Song Peipei, Guo Dan, Zhou Jinxing, Xu Mingliang, Wang Meng
IEEE Trans Cybern. 2023 Jul;53(7):4388-4399. doi: 10.1109/TCYB.2022.3175012. Epub 2023 Jun 15.
Most works of image captioning are implemented under the full supervision of paired image-caption data. Limited to expensive cost of data collection, the task of unpaired image captioning has attracted researchers' attention. In this article, we propose a novel memorial GAN (MemGAN) with the joint semantic optimization for unpaired image captioning. The core idea is to explore implicit semantic correlation between disjointed images and sentences through building a multimodal semantic-aware space (SAS). Concretely, each modality is mapped into a unified multimodal SAS, where SAS includes the semantic vectors of image I , visual concepts O , unpaired sentence S , and the generated caption C . We adopt the memory unit based on multihead attention and relational gate as a backbone to preserve and transit crucial multimodal semantics in the SAS for image caption generation and sentence reconstruction. Then, the memory unit is embedded into a GAN framework to exploit the semantic similarity and relevance in SAS, that is, imposing a joint semantic-aware optimization on SAS without supervision clues. To summarize, the proposed MemGAN learns the latent semantic relevance of SAS's multimodalities in an adversarial manner. Extensive experiments and qualitative results demonstrate the effectiveness of MemGAN, achieving improvements over state of the arts on unpaired image captioning benchmarks.

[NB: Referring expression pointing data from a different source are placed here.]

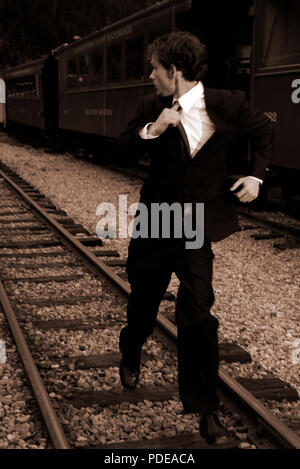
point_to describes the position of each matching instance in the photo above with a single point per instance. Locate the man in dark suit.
(186, 130)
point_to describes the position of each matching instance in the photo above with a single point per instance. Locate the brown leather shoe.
(129, 378)
(211, 429)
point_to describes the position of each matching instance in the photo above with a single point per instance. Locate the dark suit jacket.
(175, 177)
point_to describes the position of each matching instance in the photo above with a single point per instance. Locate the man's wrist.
(145, 134)
(151, 131)
(260, 181)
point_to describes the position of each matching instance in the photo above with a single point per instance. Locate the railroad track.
(272, 230)
(65, 244)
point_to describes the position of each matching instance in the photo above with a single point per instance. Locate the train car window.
(97, 67)
(22, 88)
(159, 31)
(135, 59)
(72, 73)
(83, 70)
(281, 34)
(114, 63)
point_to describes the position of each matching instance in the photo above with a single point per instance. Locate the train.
(91, 87)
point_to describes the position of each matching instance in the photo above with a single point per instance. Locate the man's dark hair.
(182, 49)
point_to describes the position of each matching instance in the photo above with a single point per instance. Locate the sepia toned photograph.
(149, 228)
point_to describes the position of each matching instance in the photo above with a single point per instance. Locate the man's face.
(164, 85)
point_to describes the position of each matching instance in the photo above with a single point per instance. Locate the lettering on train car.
(296, 93)
(98, 112)
(271, 115)
(106, 38)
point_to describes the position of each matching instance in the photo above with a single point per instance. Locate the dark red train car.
(275, 83)
(104, 75)
(31, 94)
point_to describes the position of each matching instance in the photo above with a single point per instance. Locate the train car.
(2, 102)
(103, 76)
(275, 84)
(31, 94)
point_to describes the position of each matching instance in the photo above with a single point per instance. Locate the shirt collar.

大多数图像字幕作品都是在成对的图像-字幕数据的完全监督下实现的。由于数据收集成本高昂,未配对图像字幕任务引起了研究人员的关注。在本文中,我们提出了一种新颖的记忆生成对抗网络(MemGAN),用于未配对图像字幕的联合语义优化。其核心思想是通过构建多模态语义感知空间(SAS)来探索不相关图像和句子之间的隐式语义关联。具体来说,每个模态都被映射到一个统一的多模态SAS中,其中SAS包括图像I的语义向量、视觉概念O、未配对句子S和生成的字幕C。我们采用基于多头注意力和关系门的记忆单元作为主干,以在SAS中保存和传递关键的多模态语义,用于图像字幕生成和句子重建。然后,将记忆单元嵌入到生成对抗网络框架中,以利用SAS中的语义相似性和相关性,即在没有监督线索的情况下对SAS进行联合语义感知优化。总之,所提出的MemGAN以对抗的方式学习SAS多模态的潜在语义相关性。大量实验和定性结果证明了MemGAN的有效性,在未配对图像字幕基准上比现有技术有了改进。